Par un contraste bizarre, l’émeute de Civilis qui détruisit le pont de Drusus, la guerre du Palatinat qui détruisit le pont de Willigis, les légions de Tutor, les querelles des gaugraves Adolphe de Nassau et Didier d’Isembourg, les normands en 890, les bourgeois de Creuznach en 1279, l’archevêque Baudoin de Trèves en 1334, la peste en 1349, l’inondation en 1458, le bailli palatin Goler de Ravensberg en 1496, le landgrave Guillaume de Hesse en 1504, la guerre de Trente Ans, les armées de la révolution et de l’empire, toutes les dévastations ont successivement traversé cette plaine heureuse et sereine, tandis que les plus ravissantes figures de la liturgie et de la légende, Gela, Jutta, Liba, Guda ; Gisèle, la douce fille de Brœmser ; Hildegarde, l’amie de saint Bernard ; Hiltrude, la pénitente du pape Eugène, ont habité tour à tour ces sinistres rochers. L’odeur du sang est encore dans la plaine, le parfum des saintes et des belles remplit encore la montagne.
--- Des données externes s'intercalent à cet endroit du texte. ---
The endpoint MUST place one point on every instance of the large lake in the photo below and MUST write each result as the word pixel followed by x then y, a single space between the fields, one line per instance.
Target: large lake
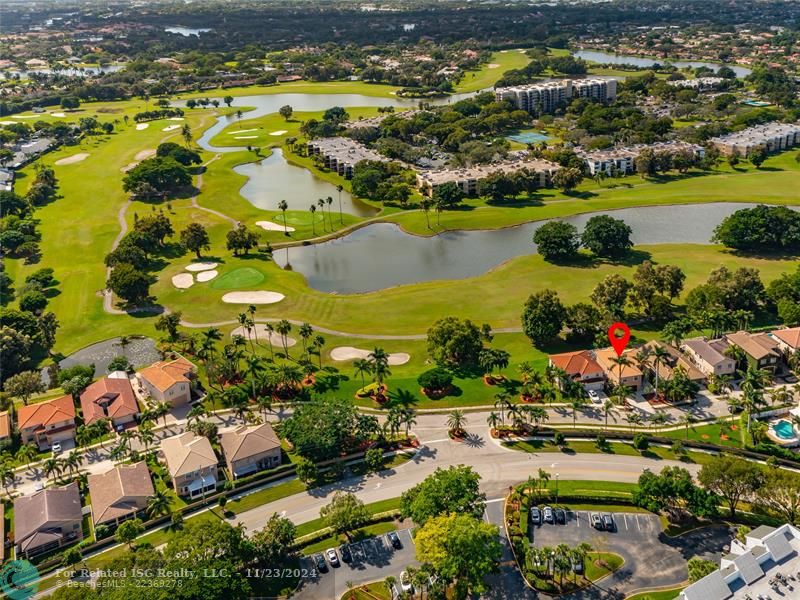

Plus vous examinez ce beau lieu, plus l’antithèse se multiplie sous le regard et sous la pensée. Elle se continue sous mille formes. Au moment où la Nahe débouche à travers les arches du pont de pierre, sur le parapet duquel le lion de Hesse tourne le dos à l’aigle de Prusse, ce qui fait dire aux hessois qu’il dédaigne et aux prussiens qu’il a peur, au moment, dis-je, où la Nahe, qui arrive tranquille et lente du Mont-Tonnerre, sort de dessous ce pont-limite, le bras vert de bronze du Rhin saisit brusquement la blonde et indolente rivière et la plonge dans le Bingerloch. Ce qui se fait dans le gouffre est l’affaire des dieux. Mais il est certain que jamais Jupiter ne livra naïade plus endormie à fleuve plus violent.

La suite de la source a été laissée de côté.